Handshake timed out after 10000ms with huge load

Hi, I have an issue when reaching a certain Users such as this:
i.n.h.s.SslHandshakeTimeoutException: handshake timed out after 10000ms
This is my inject pro5

.inject(
                  rampConcurrentUsers(1).to(5000).during(2500),
                  constantConcurrentUsers(5000).during(SteadyLength),
                  rampConcurrentUsers(5000).to(1).during(500)
)

Usually the error appear at 900 seconds timestamp - 1800 Users reached, then REST API following fails to be executed, mostly with 500, 503, 504 errors.
.
The odd thing is that when I change the target pool to 2000 with 1000 seconds ramp time, everything went smoothly without any issues, I checked the log and see that with same timestamp at 400 seconds, the total connections made in both pro5 was in a huge difference (around 1500 Users vs 6000 Users) what could have happened in this pro5 to cause this difference?

TLS handshakes are nowadays very expensive CPU-wise, because of the long keys and complex ciphers.
Your server is most likely saturated, Gatling is just the messenger here.

Hi @slandelle , thanks for your perspective view on this matter,
Can you also explain in the last paragraph I wrote there ? I just want to understand more how Gatling create Virtual Users in a thread, hopefully it won’t be a hard topic to understand

when I change the target pool to 2000 with 1000 seconds ramp time, everything went smoothly without any issues, I checked the log and see that with same timestamp at 400 seconds, the total connections made in both pro5 was in a huge difference (around 1500 Users vs 6000 Users) what could have happened in this pro5 to cause this difference?

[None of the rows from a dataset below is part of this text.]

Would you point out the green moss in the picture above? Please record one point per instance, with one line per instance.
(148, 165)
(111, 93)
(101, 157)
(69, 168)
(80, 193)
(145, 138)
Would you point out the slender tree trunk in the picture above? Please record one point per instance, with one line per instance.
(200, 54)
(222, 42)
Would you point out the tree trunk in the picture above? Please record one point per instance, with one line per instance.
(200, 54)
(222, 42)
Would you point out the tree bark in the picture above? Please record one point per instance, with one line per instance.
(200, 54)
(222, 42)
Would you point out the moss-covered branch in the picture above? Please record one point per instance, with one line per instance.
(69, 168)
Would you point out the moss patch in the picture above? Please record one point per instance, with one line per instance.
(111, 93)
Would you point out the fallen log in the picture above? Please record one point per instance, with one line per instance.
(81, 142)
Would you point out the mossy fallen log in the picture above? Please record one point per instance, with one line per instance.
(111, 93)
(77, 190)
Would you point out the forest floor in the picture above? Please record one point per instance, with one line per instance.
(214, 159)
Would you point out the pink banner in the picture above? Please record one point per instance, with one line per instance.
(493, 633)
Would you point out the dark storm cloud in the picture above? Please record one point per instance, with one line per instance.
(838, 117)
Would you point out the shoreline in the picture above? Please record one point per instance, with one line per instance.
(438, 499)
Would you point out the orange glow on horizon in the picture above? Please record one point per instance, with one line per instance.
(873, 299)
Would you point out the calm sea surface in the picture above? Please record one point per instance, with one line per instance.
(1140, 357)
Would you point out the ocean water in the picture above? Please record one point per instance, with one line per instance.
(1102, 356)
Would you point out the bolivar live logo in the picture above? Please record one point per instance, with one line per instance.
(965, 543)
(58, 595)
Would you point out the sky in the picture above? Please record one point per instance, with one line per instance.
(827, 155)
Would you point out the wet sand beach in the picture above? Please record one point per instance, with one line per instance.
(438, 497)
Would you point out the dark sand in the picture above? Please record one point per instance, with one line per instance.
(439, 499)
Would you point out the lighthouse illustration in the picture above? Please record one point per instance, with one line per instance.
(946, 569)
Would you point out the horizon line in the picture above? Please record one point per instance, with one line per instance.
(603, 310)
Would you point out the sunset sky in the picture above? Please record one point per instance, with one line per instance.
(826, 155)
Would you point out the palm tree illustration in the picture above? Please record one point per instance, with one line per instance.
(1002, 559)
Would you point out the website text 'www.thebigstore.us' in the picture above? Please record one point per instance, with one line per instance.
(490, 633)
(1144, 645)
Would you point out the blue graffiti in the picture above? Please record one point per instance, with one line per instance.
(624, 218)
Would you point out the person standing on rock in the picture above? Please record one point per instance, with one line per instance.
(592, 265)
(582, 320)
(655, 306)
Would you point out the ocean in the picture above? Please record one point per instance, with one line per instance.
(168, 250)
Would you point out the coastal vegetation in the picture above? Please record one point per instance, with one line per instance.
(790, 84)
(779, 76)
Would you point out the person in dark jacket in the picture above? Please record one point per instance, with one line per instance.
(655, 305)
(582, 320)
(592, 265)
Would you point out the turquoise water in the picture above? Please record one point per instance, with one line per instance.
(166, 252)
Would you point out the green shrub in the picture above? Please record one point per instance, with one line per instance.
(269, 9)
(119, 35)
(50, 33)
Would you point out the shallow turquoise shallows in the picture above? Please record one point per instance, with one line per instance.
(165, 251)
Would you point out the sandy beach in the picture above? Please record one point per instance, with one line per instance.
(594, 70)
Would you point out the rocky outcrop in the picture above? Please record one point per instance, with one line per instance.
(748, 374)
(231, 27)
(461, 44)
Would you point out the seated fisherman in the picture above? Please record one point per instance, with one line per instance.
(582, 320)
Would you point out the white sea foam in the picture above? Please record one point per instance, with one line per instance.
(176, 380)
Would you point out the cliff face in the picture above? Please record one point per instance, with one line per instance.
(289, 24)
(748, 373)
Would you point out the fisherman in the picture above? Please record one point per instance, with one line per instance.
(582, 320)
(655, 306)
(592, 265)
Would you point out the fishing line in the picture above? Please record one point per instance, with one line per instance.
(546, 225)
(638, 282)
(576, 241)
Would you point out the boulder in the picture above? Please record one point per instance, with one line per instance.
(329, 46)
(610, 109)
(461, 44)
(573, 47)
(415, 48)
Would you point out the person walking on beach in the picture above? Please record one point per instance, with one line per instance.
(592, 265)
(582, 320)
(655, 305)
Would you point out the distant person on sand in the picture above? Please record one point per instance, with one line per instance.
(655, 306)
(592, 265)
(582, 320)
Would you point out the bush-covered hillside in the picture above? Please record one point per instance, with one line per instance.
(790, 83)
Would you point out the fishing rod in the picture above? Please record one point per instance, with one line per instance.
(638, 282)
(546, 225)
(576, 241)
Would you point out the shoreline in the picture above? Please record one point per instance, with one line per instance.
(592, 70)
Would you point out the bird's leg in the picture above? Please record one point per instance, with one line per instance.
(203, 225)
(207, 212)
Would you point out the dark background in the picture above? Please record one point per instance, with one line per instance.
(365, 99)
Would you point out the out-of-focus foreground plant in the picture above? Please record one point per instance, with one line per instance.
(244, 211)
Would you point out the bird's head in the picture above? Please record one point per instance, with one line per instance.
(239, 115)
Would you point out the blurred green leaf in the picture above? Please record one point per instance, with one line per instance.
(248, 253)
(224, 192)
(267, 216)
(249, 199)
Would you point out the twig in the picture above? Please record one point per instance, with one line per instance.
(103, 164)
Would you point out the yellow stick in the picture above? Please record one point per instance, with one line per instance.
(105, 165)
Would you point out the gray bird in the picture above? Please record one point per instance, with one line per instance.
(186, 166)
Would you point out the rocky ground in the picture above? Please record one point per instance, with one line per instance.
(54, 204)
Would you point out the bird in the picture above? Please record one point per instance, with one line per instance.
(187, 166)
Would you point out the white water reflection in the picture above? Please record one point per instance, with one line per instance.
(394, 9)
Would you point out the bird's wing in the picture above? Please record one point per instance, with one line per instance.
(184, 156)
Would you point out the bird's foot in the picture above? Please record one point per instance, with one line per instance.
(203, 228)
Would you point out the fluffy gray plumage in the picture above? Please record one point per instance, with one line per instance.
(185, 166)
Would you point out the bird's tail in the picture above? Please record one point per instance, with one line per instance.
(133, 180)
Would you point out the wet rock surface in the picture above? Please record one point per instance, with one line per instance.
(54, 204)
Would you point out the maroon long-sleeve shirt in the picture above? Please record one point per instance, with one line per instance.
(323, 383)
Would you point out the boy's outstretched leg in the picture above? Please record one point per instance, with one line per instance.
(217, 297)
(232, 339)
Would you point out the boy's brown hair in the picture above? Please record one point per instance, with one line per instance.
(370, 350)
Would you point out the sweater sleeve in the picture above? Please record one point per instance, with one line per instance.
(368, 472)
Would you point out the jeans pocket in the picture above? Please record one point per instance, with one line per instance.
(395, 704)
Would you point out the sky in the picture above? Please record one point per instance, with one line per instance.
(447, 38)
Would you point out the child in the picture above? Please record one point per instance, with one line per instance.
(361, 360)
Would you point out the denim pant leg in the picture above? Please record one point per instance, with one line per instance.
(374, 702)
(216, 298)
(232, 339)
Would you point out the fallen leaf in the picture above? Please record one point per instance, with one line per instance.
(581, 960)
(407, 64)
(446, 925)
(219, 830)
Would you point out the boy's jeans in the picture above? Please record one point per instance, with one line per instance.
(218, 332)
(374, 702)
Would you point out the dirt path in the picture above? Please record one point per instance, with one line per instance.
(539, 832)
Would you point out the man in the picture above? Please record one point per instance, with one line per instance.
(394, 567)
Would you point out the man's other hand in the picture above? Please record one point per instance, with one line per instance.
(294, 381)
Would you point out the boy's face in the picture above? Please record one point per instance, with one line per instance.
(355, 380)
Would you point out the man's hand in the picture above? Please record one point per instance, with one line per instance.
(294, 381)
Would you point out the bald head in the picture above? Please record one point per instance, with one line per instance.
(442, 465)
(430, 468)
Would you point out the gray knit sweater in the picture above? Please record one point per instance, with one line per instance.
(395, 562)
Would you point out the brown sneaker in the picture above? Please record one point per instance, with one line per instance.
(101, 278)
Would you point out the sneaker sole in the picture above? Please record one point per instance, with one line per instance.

If you reduce the number of users per second, you’re obviously going to reduce the number of TLS handshakes per second.
Moreover, when you start experiencing failures, depending on how your scenario is design, your users who failed to perform (TCP connect + TLS handshake) are going to try again on the next request.

1 Like

Hi @slandelle , I think this is a weird behavior, as I tested around with this scenario

2000 Users, ramping rate 2 Users / sec (ramping time 1000 seconds), duration 1 hour
5000 Users, ramping rate 2 Users / sec (ramping time 2500 seconds), duration 1 hour

for 2000 Users case, everything is still fine and 5000 Users things started to crash at 15 minutes.
With log enabled, the huge difference are still there (1500 Users opened vs 6000 Users opened at time stamp )
Is the total Users of Gatling calculated beforehand and all pushed into server at the mean time ?
Please explain me more on this.

Sorry, but we can’t help without a reproducer. Moreover, if this is about the third party gRPC plugin, that’s not something we support here.

Hi @slandelle , I only cover REST HTTP in this topic, gRPC was in the past :blush: After rough discussions we have figured out where the problem is, I have learnt a lot from this, thank you.

This topic was automatically closed 30 days after the last reply. New replies are no longer allowed.